Self-assembled InAs/GaAs single quantum dots with suppressed InGaAs wetting layer states and low excitonic fine structure splitting for quantum memory

Epitaxial semiconductor quantum dots (QDs) have been demonstrated as on-demand entangled photon sources through biexciton-exciton (XX-X) cascaded radiative processes. However, perfect entangled photon emitters at the specific wavelengths of 880 nm or 980 nm, that are important for heralded entanglement distribution by absorptive quantum memories, remain a significant challenge. We successfully extend the QD emission wavelength to 880 nm via capping Stranski-Krastanow grown In(Ga)As/GaAs QDs with an ultra-thin Al x Ga1-xAs layer.

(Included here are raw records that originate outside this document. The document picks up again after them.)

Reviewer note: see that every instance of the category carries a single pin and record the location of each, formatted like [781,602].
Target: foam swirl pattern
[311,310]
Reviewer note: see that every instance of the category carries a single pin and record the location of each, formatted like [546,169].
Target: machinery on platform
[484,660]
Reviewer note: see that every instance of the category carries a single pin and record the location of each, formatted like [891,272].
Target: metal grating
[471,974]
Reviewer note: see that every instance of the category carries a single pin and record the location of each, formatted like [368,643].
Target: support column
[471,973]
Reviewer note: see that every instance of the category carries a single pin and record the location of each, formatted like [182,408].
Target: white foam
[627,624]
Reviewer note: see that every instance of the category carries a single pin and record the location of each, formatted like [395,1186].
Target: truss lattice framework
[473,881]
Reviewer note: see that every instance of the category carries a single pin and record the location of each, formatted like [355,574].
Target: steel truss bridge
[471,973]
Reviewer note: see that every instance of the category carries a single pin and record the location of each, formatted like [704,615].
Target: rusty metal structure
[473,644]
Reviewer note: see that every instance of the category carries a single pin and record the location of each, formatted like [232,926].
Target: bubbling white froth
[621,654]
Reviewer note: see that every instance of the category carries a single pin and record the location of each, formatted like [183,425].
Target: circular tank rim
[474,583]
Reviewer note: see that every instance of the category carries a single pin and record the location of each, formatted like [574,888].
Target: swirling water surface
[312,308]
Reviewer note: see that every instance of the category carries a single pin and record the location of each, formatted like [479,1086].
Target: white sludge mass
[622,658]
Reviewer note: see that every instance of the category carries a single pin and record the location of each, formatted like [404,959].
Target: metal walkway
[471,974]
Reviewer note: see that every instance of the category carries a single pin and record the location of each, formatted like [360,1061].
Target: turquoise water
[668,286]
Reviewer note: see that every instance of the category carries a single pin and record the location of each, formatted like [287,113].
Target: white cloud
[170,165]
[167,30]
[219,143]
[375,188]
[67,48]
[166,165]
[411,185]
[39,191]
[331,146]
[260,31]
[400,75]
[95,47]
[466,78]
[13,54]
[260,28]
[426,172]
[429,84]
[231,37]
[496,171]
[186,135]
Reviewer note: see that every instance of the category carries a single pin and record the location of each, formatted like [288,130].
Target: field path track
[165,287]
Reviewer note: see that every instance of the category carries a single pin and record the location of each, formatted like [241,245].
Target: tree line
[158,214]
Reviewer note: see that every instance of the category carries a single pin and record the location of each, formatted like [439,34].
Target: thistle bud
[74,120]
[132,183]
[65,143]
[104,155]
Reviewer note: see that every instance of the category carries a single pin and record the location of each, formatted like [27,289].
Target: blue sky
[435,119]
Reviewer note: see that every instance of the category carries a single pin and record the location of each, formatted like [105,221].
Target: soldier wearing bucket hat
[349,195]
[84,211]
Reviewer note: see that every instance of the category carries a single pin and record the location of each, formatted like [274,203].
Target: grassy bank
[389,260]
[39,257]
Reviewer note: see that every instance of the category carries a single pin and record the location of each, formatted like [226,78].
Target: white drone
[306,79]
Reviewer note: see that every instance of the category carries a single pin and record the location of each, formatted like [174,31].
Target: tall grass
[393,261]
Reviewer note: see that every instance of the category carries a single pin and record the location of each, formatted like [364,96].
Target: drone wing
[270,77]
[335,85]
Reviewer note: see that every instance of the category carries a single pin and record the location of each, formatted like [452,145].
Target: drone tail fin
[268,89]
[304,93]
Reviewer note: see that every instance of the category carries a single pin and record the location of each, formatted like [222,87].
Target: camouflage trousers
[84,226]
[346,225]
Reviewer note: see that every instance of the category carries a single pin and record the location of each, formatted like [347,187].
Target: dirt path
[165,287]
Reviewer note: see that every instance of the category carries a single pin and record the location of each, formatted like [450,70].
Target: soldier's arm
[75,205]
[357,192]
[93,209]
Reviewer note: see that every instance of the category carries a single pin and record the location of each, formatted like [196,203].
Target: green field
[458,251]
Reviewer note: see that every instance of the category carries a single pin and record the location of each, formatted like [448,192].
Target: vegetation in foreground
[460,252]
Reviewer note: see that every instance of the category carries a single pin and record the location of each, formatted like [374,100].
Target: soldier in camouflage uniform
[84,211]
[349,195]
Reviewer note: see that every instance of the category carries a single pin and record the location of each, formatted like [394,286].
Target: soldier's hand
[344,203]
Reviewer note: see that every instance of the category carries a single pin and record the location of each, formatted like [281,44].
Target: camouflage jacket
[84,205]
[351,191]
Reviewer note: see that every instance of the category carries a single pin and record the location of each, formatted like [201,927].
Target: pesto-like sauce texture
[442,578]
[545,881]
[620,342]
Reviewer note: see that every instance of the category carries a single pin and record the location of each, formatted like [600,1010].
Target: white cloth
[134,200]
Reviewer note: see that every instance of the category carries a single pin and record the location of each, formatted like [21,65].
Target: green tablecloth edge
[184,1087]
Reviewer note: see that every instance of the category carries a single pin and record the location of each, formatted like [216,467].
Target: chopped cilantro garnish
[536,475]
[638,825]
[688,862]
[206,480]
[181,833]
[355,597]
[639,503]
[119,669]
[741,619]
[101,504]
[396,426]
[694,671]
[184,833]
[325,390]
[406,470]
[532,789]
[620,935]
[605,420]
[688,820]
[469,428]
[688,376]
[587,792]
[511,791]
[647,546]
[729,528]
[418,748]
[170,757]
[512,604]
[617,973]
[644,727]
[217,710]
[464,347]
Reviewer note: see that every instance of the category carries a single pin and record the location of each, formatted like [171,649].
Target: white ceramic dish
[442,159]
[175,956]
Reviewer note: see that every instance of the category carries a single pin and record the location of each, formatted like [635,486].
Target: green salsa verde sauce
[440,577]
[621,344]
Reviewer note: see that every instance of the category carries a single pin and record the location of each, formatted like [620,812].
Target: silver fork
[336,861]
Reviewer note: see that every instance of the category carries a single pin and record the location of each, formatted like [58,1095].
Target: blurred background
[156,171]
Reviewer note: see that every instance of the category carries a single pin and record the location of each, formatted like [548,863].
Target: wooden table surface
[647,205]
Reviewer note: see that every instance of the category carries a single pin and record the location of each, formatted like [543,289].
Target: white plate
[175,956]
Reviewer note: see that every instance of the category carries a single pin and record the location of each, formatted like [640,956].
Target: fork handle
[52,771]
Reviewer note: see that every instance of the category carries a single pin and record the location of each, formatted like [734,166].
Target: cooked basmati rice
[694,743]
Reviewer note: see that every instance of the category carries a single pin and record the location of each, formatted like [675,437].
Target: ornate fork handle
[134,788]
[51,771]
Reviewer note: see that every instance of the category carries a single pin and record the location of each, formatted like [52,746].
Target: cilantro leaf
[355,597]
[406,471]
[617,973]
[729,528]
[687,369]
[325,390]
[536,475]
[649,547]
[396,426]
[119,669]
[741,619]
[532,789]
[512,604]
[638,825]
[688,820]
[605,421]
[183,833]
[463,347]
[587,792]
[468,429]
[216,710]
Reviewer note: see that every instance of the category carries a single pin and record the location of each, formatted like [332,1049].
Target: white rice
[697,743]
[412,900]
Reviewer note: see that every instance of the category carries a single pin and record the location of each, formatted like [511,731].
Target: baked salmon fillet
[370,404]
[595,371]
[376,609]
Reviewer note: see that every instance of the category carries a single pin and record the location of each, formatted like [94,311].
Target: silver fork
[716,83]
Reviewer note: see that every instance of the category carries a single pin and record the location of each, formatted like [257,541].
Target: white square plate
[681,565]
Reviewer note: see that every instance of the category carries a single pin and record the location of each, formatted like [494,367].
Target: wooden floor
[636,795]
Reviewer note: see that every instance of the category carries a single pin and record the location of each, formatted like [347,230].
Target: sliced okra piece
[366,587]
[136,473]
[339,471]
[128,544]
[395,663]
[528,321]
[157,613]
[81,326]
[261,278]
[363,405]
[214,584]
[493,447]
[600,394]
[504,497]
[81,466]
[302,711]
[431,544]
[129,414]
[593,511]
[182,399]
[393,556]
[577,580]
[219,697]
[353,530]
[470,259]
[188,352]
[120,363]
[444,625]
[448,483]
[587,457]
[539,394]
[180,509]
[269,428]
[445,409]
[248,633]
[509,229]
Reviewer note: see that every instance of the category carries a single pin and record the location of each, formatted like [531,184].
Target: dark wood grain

After carefully investigating the mechanisms governing the vanishing of wetting-layer (WL) states and the anisotropy of QDs, we optimize the growth conditions and achieve a strong suppression of the WL emission as well as a measured minor fine structure splitting of only similar to(3.2 +/- 0.25) mu eV for the exciton line. We further extend this method to fabricate In(Ga)As QDs emitted at 980 nm via introducing InGaAs capping layer, and demonstrate a two-photon resonant excitation of the biexciton without any additional optical or electrical stabilized source. These QDs with high symmetry and stability represent a highly promising platform for the generation of polarization entanglement and experiments on the interaction of photons from dissimilar sources, such as rare-earth-ion-doped crystals for solid quantum memory.